41Kruipende dieren mogen niet worden gegeten. 42Daartoe behoren de reptielen die zich op hun buik voortbewegen en de kruipende dieren met poten. Geen enkel kruipend dier met vier of meer poten mag worden gegeten, want het is onrein. 43Verontreinig uzelf niet met deze dieren, opdat u niet onrein wordt. 44Ik ben de Here, uw God. Heilig u en wees heilig, want Ik ben heilig, daarom moet u óók heilig zijn en mag u zich niet verontreinigen met een van deze kruipende dieren. 45Want Ik ben de Here, die u uit Egypte heeft geleid om uw God te zijn.

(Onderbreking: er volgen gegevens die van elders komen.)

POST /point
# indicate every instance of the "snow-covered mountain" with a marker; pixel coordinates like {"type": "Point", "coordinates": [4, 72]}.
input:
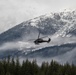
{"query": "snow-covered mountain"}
{"type": "Point", "coordinates": [60, 27]}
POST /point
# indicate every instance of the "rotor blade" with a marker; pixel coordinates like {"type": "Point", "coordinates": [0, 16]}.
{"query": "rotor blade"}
{"type": "Point", "coordinates": [44, 37]}
{"type": "Point", "coordinates": [31, 39]}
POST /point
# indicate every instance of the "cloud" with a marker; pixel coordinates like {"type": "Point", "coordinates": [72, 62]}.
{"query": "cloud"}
{"type": "Point", "coordinates": [13, 12]}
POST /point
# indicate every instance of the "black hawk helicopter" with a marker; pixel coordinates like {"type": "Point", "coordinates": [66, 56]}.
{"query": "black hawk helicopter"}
{"type": "Point", "coordinates": [40, 40]}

Daarom moet u heilig zijn, omdat Ik heilig ben. 46Dit zijn de wetten aangaande het vee, de vogels, de waterdieren en de dieren die over de grond kruipen. 47Deze wetten maken het onderscheid duidelijk tussen rein en onrein, tussen wat wel en wat niet mag worden gegeten.’

Japanese Contemporary Bible

レビ記 11:1-47

11

きよい動物と汚れた動物

1さて主は、モーセとアロンに命じました。 2-3「人々に言いなさい。食用にできる動物は、ひづめが分かれ、反芻するものだけである。 4-7らくだ、岩だぬき、野うさぎは食べてはならない。反芻はするが、ひづめが分かれていないからだ。ひづめは分かれているが、反芻しない豚もだめだ。 8これらは肉を食べることはおろか、死体にさわってもいけない。絶対に食用にできない動物である。

9魚は、ひれとうろこがあるものなら、海のものでも川のものでも食べてよい。 10しかし、それ以外の水中動物は絶対に食べてはならない。 11肉を食べてもいけないし、死骸にさわってもいけない。 12くり返すが、ひれとうろこのない水中動物は食べられない。

13-19鳥の中では、次のものは食べてはならない。はげわし、はげたか、みさご(タカ科の鳥)、はやぶさの類全部、とび、からすの類全部、だちょう、よたか、かもめ、たかの類全部、ふくろう、鵜、みみずく、白ふくろう、ペリカン、野がん、こうのとり、さぎの類全部、やつがしら、こうもり。

20飛ぶもので四つ足のものは食べてはならない。 21-22しかし、跳びはねるもの、いなごなどの類は別である。いなご、ばった、大いなご、小いなごなどは食べてかまわない。 23それ以外に飛ぶもので、四つ足のものは食べてはならない。

24その死骸にさわる者はみな、夕方まで汚れる。 25死骸を持ち運んだ者はすぐ衣服を洗いなさい。礼拝規定で汚れた者とみなされ、夕方まで身を慎まなければならない。

26ひづめが完全に分かれていない動物や、反芻しない動物にさわる者は汚れる。 27足の裏のふくらみで歩く動物は食べられない。死骸にさわるだけで夕方まで汚れる。 28死骸を持ち運ぶ者は衣服を洗わなければならない。夕方まで、礼拝規定で汚れた者とみなされる。

29-30地面をはい回る動物のうち、次のものは汚れている。もぐら、とびねずみ、大とかげ類、やもり、わに、とかげ、すなとかげ、カメレオン。

31これらの死骸にさわれば、夕方まで汚れる。 32死骸が何かの上に落ちた場合は、木の容器でも衣服でも敷物でも袋でも、みな汚れる。それにさわった物は何でも水につけなさい。夕方まで汚れるが、また使ってもかまわない。 33土の容器の中に落ちた場合、中の物は何でも汚れる。容器は砕いてしまいなさい。 34汚れた容器の水がかかった食べ物はみな汚れる。汚れた容器に入っている飲み物も汚れる。 35それらの動物の死骸が触れたかまどや炉は汚れたものなので、壊してしまいなさい。 36死骸が泉とか水ために落ちた場合は、水は汚れない。ただし、死骸を引き上げる者は汚れる。 37畑にまく種に死骸が触れても、種は汚れない。 38ただし、ぬれた種の上に落ちた場合は汚れる。

39食用にできる動物が病死した場合は、その死骸にさわれば夕方まで汚れる。 40その肉を食べたり死体を運んだりした者は、衣服を洗いなさい。その者は夕方まで汚れる。

41-42地面をはう動物は食べてはならない。爬虫類のうち、腹ではうもの、足のあるものも含まれる。たくさんの足ではうものも食べてはならない。汚れたものだからだ。 43それにさわって自分を汚してはならない。

44わたしはあなたがたの神、主である。以上のものについて身をきよく保ちなさい。わたしは聖なる者だから、あなたがたも聖なる者になりなさい。地をはい回るものにさわって身を汚さないようにしなさい。 45わたしはあなたがたの神となるために、あなたがたをエジプトから救い出した。だから、わたしが聖なる者であるように、あなたがたも聖なる者にならなければならない。」

46以上が、動物、鳥、水中に住む動物、地をはう動物についての指示です。 47これによって、地上の動物の中で、礼拝規定上どれがきよくて、食べてよいものか、どれが汚れていて、食べてはならないものかの区別ができます。